Victoria Terminus, now called Chhatrapati Shivaji Terminus, has seen 133 years of warships, brutalities, freedom, celebration and suffering, it has even seen the transition of Bombay to Mumbai. It was an architectural marvel named after Queen Victoria, the Queen of England, and her figure carved in stone was placed in a niche at the center of the building to commemorate the Golden Jubilee of her reign as the Empress of India. It was a symbol of the British Empire in the landscape of India.

Even though the Queen had never visited India throughout her time as the Empress, her power and authority sure had a presence through sculptures.

This statue was later removed from its niche by the Government of India after Independence but was never replaced.

The act of removal, the vacuum, acts as a space of active protest. It challenges the language of monuments themselves. The fact that they do not represent the history of power and domination but rather subverts the same notion through the absence of presence.

The artwork 'Victoria Terminus’ is the exact replica of the plinth where the sculpture of the Empress stood. It is made out of jesmonite, a material capable of resisting impact and painted with Chili, a vibrant spice with a prominent smell that is spicy and intolerable when consumed in great amounts, representing pain and violence.
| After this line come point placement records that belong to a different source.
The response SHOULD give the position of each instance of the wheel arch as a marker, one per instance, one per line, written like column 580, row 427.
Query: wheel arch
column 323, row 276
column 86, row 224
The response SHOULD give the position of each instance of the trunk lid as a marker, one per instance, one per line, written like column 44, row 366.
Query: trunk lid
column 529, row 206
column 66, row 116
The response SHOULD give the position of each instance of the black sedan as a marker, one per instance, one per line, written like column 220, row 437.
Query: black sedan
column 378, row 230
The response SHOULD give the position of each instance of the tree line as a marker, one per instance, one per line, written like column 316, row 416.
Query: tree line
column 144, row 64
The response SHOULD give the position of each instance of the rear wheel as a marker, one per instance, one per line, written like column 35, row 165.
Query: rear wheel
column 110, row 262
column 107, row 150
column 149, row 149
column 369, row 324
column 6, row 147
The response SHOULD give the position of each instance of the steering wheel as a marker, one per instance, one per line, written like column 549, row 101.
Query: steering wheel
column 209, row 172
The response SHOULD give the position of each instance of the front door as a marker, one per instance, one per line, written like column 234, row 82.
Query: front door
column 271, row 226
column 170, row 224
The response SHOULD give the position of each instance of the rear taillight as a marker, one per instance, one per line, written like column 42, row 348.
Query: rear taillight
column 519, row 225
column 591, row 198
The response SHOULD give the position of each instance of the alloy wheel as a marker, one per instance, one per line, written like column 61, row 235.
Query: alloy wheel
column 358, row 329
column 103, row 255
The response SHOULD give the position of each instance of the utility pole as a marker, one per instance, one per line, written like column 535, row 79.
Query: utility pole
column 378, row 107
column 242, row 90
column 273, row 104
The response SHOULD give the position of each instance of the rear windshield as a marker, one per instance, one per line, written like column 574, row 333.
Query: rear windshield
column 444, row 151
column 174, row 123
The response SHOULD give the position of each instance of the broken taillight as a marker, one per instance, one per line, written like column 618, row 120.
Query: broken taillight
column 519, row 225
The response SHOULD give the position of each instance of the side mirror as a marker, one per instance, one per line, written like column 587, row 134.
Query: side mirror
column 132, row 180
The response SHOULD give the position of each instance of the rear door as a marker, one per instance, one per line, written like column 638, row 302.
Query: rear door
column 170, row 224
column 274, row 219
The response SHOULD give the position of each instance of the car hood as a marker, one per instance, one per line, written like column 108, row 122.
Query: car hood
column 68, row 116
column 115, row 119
Does the replica negotiate with the authenticity of preserved history? The stories of both original and replica are grounded in the meaningful voice of something lost to the country. The absence of voice extends into the way the plinth is regarded as a silent witness. While the voice is faded and neglected in the original, the replica in a gallery allows space for reflection and speculation.
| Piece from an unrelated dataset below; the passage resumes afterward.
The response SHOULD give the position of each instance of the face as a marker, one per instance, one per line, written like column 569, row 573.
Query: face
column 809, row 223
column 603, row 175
Victoria Terminus by Kinnari Saraiya

Recognize the complex relationship of the two names mentioned in the sentence above, one being the Queen, The Empress of India and the other, an Indian. The two tied together, through the history of colonialism.

The East India Company was established for the exploitation of trade with India of spices in the late 1500s. What started as trading opportunity between two countries turned into a full administrative control of territories by the Crown that later came to be known as The British Raj. What replaces imperialism is globalization. Continuing past into the present of India is the trading of spices. The painted chili makes the sculpture look vibrantly red, almost as if it’s burning in spicy heat, a plinth that would turn the Queen to ashes if she was stood on it.
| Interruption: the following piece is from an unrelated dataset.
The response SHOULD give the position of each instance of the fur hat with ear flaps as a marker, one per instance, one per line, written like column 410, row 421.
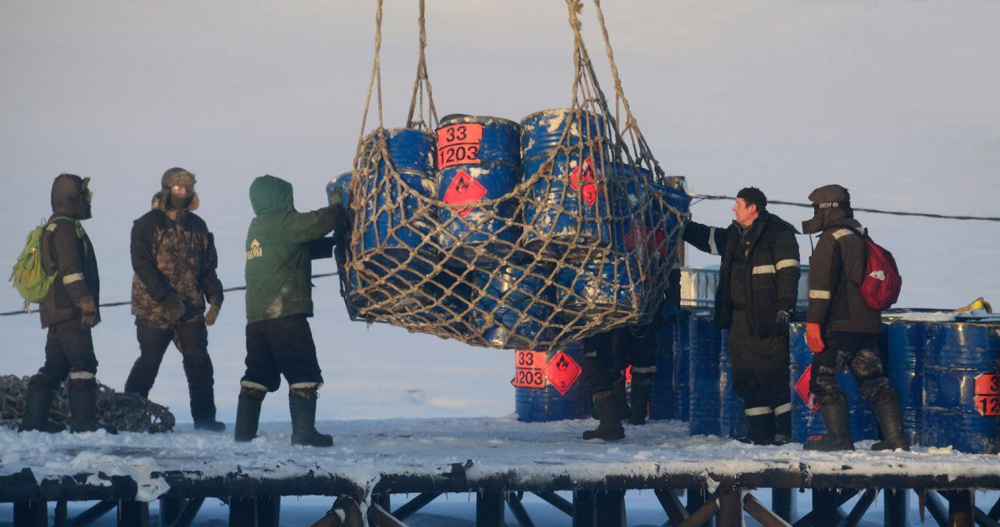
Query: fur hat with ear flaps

The original plinth, built in 1887, is an indication of the past and the replica, constructed in 2020, tells a contemporary human story of the past from a post-colonial standpoint.

Plinths throughout history have glorified important people in power but when the same plinth is snatched of its royal person, it recontextualizes public monuments.

It is natural to first attend to what is there, the architecture, the landscape, the figures. However, there is often just as much meaning in what is absent. Absence is, in reality, abundance. The presence of absence conveys the poetic power of the particular in our understanding of the universal. The presence of absence, essentially the absence of presence in this artwork is the presence of a spotlight pointing at the absence of Queen Victoria’s figure. While the spotlight guides the viewer, it also becomes the viewer. The spotlight standing on a tripod shines, not on but just above the plinth, illuminating a blank space. This artwork is not about what you can see, it’s what you cannot see. Just as public sculptures of the Victorian era communicate a history that is in favor of those in power, while no one talks about the people on the backs of which this history is created.

This negative space by no means is a negative connotation, in contrast it’s the positive reclamation of power by the oppressed.

The legitimacy of the Raj was increasingly tied to the success of the carefully managed image regime that was maintained through the presence of public sculptures and constant silent architectural reminders of the British. What the artwork Victoria Terminus successfully does is exploits this image regime to expose the untold horrors behind it in a subtle but powerful manner. It questions whether truth and presence are directly linked.

The traumatic histories that Queen Victoria symbolizes remains deeply felt in the physical and social fabric of the city, and this vacuum was a blunt but effective means of rejecting her persistent presence.